Apparently, Hobby Lobby gets it both ways: I refuse to fund contraception through Obamacare, but I will invest in a company for profit that produces those contraceptive devices. That’s what you get for conflating an owner’s ‘moral taste’ with a legal entity that they happen to helm. Does moral inconsistency disqualify ‘deeply held’? Who determines what’s deep and what’s not? More importantly, who determines what’s religious and what’s not? The owners of the company? Would they perhaps be influenced to shade this opinion based on their own legal requirement to make money?
Justice Ruth Bader Ginsburg in a sweeping dissent raises the same issues, noting, rather drolly that “the exercise of religion is characteristic of natural persons, not artificial legal entities.” As Stevens has noted as well, “Corporations have no consciences, no thoughts, no feelings, no beliefs, no desires.” Furthermore, the actual ‘harm’ to the religious believer is nebulous at best—the employer is not required to provide contraceptives, the insurance company is—along with a slew of other services. If the employer or employee doesn’t want to use contraceptives for religious reasons (or any reason, really), there’s no requirement that they do so. In fact, the coercion works the other way, forcing employees of a for profit corporation to essentially cow-tow to the religious beliefs of their owners.

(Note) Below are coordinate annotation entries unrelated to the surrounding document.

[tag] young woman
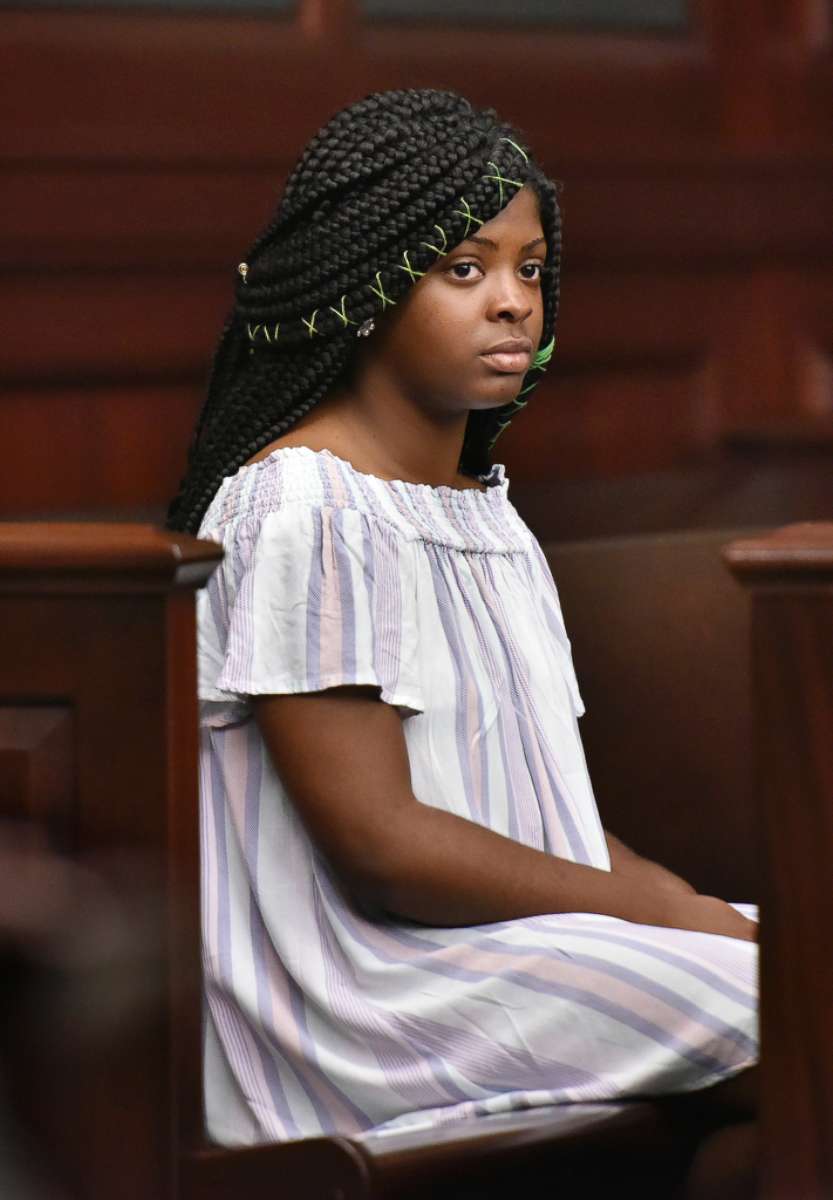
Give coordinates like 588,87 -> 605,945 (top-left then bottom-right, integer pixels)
169,90 -> 757,1180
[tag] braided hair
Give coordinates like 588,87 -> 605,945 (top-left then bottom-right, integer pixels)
167,88 -> 561,533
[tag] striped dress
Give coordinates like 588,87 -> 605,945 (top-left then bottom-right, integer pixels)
198,446 -> 757,1145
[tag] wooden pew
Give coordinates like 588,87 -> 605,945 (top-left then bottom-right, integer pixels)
0,524 -> 833,1200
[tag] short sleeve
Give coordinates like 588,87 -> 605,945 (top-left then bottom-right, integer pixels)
197,504 -> 424,725
529,536 -> 586,716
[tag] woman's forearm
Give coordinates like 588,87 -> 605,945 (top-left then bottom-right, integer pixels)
605,829 -> 696,894
371,804 -> 675,925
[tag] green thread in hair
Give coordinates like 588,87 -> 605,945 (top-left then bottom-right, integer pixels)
454,196 -> 484,238
396,250 -> 425,283
498,138 -> 529,162
367,271 -> 396,312
329,293 -> 355,329
301,308 -> 318,337
481,158 -> 523,206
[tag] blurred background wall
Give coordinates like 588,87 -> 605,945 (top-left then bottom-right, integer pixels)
0,0 -> 833,532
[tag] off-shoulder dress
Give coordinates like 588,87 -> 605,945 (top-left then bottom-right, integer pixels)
198,446 -> 759,1145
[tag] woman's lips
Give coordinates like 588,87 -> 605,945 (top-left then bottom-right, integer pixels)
480,350 -> 532,374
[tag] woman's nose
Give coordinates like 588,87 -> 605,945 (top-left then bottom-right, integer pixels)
489,275 -> 533,320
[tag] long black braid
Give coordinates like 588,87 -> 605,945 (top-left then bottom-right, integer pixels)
167,89 -> 561,533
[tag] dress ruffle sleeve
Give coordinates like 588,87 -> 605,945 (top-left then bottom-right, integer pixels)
198,504 -> 425,726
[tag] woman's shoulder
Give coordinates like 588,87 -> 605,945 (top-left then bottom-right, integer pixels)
200,434 -> 531,553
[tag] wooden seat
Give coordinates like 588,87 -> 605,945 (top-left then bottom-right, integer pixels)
0,524 -> 833,1200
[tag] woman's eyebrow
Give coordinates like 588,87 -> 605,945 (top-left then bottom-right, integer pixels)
463,236 -> 546,251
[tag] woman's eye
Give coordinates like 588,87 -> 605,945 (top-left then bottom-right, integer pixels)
449,263 -> 544,283
449,263 -> 480,280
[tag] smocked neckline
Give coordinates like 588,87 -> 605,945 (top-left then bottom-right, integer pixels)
239,445 -> 509,504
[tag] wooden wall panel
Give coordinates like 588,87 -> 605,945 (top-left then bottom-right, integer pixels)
0,0 -> 833,516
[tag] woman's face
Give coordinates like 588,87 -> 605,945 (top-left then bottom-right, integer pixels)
362,185 -> 546,414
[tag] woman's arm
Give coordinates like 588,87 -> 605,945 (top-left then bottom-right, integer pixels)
254,686 -> 753,937
605,829 -> 697,895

If an employer’s religious beliefs don’t mesh with the employees in this instance and they would want to take advantage of a universally available Federal program with direct health benefits, the owner’s religious ‘beliefs’ now trump all: the employee’s own religious beliefs, the employee’s right to healthcare and the force of Federal law.

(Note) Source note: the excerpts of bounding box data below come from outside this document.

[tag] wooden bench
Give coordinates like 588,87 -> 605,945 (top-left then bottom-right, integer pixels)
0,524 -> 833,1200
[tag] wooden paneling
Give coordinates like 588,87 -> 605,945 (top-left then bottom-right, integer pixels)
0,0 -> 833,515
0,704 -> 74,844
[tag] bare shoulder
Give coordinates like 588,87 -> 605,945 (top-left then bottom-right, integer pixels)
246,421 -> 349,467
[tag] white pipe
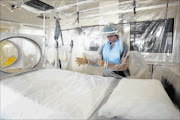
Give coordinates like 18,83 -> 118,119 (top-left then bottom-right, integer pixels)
80,2 -> 178,19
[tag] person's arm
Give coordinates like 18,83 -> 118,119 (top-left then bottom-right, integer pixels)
97,58 -> 128,71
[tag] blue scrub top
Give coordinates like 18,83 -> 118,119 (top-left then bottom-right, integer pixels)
100,39 -> 124,64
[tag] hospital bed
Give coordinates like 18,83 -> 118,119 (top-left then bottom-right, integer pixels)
1,69 -> 180,120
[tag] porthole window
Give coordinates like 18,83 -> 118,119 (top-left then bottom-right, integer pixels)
0,37 -> 41,73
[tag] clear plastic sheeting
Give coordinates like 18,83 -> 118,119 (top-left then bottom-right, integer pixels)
0,69 -> 114,119
128,51 -> 150,79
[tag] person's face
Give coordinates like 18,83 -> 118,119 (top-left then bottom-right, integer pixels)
107,35 -> 117,43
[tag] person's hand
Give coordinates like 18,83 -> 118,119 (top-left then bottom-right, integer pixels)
76,55 -> 88,66
97,59 -> 104,67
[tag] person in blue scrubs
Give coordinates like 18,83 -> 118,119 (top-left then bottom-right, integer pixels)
76,24 -> 129,77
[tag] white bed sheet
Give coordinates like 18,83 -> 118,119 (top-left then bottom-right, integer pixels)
1,69 -> 114,119
98,78 -> 180,120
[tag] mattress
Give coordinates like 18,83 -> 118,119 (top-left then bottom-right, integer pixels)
97,78 -> 180,120
1,69 -> 114,119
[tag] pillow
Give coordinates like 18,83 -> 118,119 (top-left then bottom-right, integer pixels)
98,78 -> 180,120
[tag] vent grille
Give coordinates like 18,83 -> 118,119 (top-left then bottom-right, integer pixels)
24,0 -> 54,11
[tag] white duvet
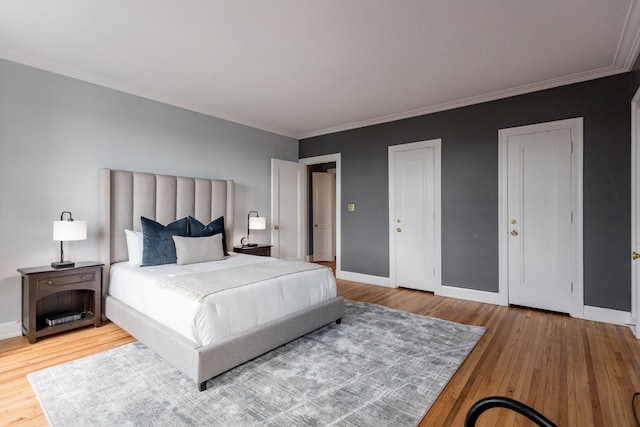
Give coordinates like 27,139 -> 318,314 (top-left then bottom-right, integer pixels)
109,253 -> 336,346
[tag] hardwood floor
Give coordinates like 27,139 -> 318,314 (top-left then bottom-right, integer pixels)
0,280 -> 640,426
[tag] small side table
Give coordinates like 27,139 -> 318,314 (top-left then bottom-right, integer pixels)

Ginsburg rightly notes that the decision opens up a floodgate of questions and possible challenges, “Suppose an employer’s sincerely held religious beliefs is offended by health coverage of vaccines? Or paying the minimum wage?” What about Scientologists? Christian Scientists? Rastafarians and Wiccans? Do they get to weigh in? Where exactly does it end? If the Court must decide which religion is valid and which is not, favoring one over the other, won’t that in fact touch on—and violate– the Establishment Clause? Only if you live in a very dark place, would you assume that a “sincerely held religious belief” –whatever that might mean–should trump the government’s own interests in fairly representing the people.
But maybe that’s the whole point of this exercise, at least for the majority. Maybe it’s all about a particular flavor of religion that they would like to see ascendant. After all, Alito tried to tailor the ruling so just folks agitated by contraceptives are defined as ‘religious.’ Not peyote eaters or Rastafarians to be sure, but those guys with the swell beanie caps, who get little shivers of horror that a woman should have access to contraceptives regardless of her marital status; now that’s morality!
Ginsburg concludes with a statement that may well turn prophetic: “The court, I fear, has ventured into a minefield”… perhaps it’s because for far too long this Court has made decisions as if living in a cave.